Restless Legs Syndrome
What Is It and Who Suffers?
Restless Legs Syndrome, or RLS, is one of the most prominent sleep disorders and one of the most undiagnosed and dismissed. The key sign of RLS is discomfort, or creepy-crawlies, in the legs. If you have RLS you may have mild symptoms, twitching or jumping sensations in your legs that won’t let you keep them still, or you may have painful sensations. Many people with serious RLS are unable to get relief even when lying down, which ultimately results in sleep deprivation and chronic insomnia symptoms.
Why Is RLS a Sleep Disorder?
A sleep disorder disrupts your sleep-cycle on a regular and chronic basis and can be accompanied by serious medical conditions and root causes. Sleep apnea is a sleep disorder, as is narcolepsy, and RLS. Insomnia is not; it is instead the symptoms of sleep disorders and sleep disturbances.
RLS may increase in severity at night. If you think lying down would reduce the leg problems for many people it can actually worsen the symptoms. If your legs are painful and twitching it’s likely that your sleep will be regularly interrupted.

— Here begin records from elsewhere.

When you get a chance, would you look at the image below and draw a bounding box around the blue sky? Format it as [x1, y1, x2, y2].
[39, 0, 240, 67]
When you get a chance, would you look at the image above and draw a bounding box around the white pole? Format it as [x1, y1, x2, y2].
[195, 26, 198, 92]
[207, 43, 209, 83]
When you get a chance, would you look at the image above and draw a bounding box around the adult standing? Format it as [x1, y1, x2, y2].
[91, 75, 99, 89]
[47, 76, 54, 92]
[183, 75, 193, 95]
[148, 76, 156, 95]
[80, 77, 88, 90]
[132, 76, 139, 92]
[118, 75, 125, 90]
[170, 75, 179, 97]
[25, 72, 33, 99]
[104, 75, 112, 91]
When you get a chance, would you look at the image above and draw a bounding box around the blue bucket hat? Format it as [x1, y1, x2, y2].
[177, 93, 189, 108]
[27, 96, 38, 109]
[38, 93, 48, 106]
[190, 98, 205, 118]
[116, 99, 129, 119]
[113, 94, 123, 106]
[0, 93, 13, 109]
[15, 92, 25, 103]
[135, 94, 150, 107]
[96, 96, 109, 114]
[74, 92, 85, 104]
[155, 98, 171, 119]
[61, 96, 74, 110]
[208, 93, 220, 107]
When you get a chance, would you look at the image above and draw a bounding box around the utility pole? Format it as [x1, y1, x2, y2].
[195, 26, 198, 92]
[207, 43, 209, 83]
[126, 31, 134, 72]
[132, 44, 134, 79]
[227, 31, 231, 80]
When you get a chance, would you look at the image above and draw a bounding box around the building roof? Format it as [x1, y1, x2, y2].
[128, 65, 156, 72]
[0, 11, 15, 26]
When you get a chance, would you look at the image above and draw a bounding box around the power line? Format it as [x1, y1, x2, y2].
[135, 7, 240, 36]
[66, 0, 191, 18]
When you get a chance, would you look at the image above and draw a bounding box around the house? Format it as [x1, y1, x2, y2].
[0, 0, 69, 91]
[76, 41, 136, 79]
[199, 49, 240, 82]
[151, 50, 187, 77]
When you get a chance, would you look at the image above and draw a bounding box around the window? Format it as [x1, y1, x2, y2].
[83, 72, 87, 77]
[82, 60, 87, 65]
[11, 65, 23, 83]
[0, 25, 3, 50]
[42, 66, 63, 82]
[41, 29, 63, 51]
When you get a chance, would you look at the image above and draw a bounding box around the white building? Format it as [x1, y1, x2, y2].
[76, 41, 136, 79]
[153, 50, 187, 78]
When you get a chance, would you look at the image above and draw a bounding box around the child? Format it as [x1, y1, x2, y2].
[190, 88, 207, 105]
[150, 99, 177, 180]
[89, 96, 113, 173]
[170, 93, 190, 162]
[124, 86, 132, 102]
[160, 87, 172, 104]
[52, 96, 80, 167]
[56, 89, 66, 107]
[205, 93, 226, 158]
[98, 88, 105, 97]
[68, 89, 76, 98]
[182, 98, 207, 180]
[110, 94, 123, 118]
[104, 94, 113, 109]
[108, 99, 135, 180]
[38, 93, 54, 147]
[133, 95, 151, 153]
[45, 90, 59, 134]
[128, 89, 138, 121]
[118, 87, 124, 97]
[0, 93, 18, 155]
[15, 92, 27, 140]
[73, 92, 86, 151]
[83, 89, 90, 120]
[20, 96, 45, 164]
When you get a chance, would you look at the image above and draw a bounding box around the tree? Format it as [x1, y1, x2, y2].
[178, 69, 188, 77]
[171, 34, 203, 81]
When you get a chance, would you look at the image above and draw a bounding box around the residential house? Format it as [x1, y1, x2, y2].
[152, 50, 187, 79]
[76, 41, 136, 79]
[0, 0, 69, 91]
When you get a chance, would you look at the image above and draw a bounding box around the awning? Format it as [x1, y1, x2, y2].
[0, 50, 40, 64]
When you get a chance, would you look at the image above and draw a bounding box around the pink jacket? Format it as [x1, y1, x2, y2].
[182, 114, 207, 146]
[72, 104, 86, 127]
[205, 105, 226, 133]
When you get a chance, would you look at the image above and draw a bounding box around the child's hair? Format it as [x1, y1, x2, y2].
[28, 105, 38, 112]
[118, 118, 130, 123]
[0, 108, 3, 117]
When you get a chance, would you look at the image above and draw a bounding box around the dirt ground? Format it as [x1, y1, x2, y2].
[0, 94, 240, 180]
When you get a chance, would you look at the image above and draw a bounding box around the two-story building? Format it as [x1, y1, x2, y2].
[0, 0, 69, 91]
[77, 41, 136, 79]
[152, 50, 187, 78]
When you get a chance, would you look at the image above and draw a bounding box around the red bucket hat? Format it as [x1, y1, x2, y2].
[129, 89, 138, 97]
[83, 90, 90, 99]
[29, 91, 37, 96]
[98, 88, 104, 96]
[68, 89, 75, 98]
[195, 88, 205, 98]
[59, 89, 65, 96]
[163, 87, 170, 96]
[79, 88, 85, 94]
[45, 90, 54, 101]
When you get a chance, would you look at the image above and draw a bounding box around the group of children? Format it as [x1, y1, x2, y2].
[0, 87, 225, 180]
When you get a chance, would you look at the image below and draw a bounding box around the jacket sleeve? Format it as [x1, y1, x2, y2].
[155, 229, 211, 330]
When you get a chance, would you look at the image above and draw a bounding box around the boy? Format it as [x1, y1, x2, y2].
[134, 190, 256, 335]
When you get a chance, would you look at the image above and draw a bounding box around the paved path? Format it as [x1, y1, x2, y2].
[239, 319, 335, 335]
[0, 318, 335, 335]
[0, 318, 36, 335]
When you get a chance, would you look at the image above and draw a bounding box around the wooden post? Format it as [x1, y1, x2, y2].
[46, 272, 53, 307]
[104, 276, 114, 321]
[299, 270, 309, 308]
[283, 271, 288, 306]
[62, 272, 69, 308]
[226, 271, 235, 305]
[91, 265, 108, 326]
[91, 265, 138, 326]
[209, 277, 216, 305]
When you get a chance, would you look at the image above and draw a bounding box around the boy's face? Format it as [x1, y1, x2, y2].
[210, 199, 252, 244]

RLS sufferers report insomnia symptoms—extreme fatigue, irritability, difficulties concentrating at work or school, mobility impairment and excess work and school absences. Sometimes and for unexplained reasons, RLS can be accompanied by periodic limb movement disorder or PLMD, also a sleep disorder.
Causes and Demographics Associated with RLS
Causes for RLS remain elusive and research and clinical trials continue. Some studies indicate that brain dopamine levels may influence restless legs, others indicate strong genetic components, pregnancy can bring about temporary bouts of RLS, and dietary vitamin deficiencies, especially iron and magnesium, can increase mild RLS symptoms.
RLS can occur at every age, but more people seem to suffer RLS as they age or symptoms that could have occurred mildly all along, worsen. Compounding this, too, is the theory that certain medical conditions can contribute to RLS.
Sleep disorders, on the whole, account for disrupted sleep and insomnia among as many as 70 million Americans.* The most disturbing aspects of this number, though, is that many more go undiagnosed, misdiagnosed, and otherwise ignored. Sleep disorders, and RLS, can easily be discounted by sufferers as nuisance problems and the severity of symptoms and effect on lifestyle discounted by many physicians.